Ecb: to act or not to act?

8 March 2016, 11:03
Batur Asmazoglu
0
44
Answer to the key question - "Will ECB add further monetary stimulus or not?" could earn you millions if you get it right with sizable exposure. However price action, surrounding EUR/USD are suggesting traders aren't so sure of what ECB would actually do.

As a matter of fact, we at FxWirePro fundamentals, are having a great deal of arguments and debate over the matter. So we though what could clear out some confusion would be a comparison of conditions prevailing now and then.

Last time European Central Bank (ECB) took concrete actions was back in December 3rd, but that fell well short of expectations. Next in January ECB promised to reevaluate and POSSIBLY readjust policy.

For 'then', we are taking December 3rd, which could serve as a nice comparison benchmark, more so because it is prominent in the memory of traders as well as central bank policymakers and that was the last time ECB evaluated and adjusted policy.

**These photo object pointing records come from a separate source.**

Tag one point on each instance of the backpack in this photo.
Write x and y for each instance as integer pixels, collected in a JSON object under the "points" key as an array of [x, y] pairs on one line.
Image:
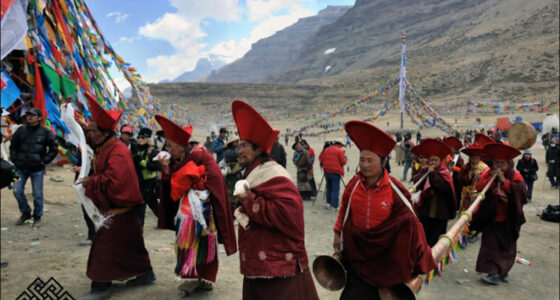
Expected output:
{"points": [[551, 213]]}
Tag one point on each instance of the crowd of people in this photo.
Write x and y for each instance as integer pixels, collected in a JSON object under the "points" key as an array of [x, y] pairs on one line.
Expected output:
{"points": [[202, 191]]}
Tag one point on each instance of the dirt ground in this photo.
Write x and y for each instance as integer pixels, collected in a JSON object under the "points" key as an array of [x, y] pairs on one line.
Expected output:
{"points": [[53, 250]]}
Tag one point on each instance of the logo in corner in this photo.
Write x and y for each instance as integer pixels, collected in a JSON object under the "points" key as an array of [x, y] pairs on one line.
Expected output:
{"points": [[40, 290]]}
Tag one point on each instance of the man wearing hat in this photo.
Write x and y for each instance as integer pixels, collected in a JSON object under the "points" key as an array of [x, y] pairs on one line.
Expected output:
{"points": [[118, 250], [454, 162], [196, 247], [272, 242], [32, 147], [383, 243], [527, 166], [500, 216], [437, 202], [146, 169]]}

Back in 3rd December, European blue chip index, EuroStxx50 was trading at 3370 area and now it is around 3000, so it is down a bit more than 10%. However it is important to note that when ECB met in January 21st, EuroStxx50 dropped to 2840 on the previous day and compared to the bottom made in February 11th, market is up more than 12% so far.

Euro is considerably higher, compared to December. Back then Euro was around 1.055 against Dollar and now it's trading at 1.103 against Dollar. However Euro is not a direct policy parameter.

Market based measures of inflation expectations have risen sharply in recent times in both side of the Atlantic.

Industrial metals have recently moved up sharply. In ECB's last meeting in January, Copper was hovering around $1.95/pound and today it is trading more than 15% up at $2.25/pound.

A day before ECB's last meeting in January, WTI benchmark was at $28.3/barrel and now it's up 46% from its February low around $26.3. 

Since manufacturing data in Europe has portrayed weakness, whereas services sector still strong.

European unemployment has dropped to 10.3%, best figure since 2011, but still a lot of scope for improvement.

Back in December inflation was positive at 0.2% but in January the region again has fallen back to deflation at -0.2%.

Concerns regarding Chinese Yuan has abated. Back in December meeting Yuan was around 6.44 per Dollar and in January it was 6.61 per Dollar. Compared to these Yuan is currently at 6.51 per Dollar.
Looking at all these, we feel, it is really up to the policymakers whether to act now or wait further.

Hawks are likely to point towards higher commodity prices, BOJ example (failure of action to weaken Yen) and rising inflation expectations, ongoing equity market and oil price recovery.

Doves are to argue that inflation reading dropped to negative, core inflation weakened, lot of improvement yet to happen in terms of both growth and inflation, not acting might strengthen Euro.

We expect,

ECB, to not to fire any big bazooka, even if it acts.
ECB, not likely to introduce further negative rates. Time line likely to remain at current level of March 2017.
So any further accommodations might be in tune of €10 billion per month increase in asset purchase.
Without any big bazooka, it is not taking the Euro risk and it is better to wait in the sideline and wait for the policy announcement before acting.

 Euro is currently trading at 1.103 against Dollar. Key support at 1.095, 1.08 and resistance lies at 1.107 and 1.137.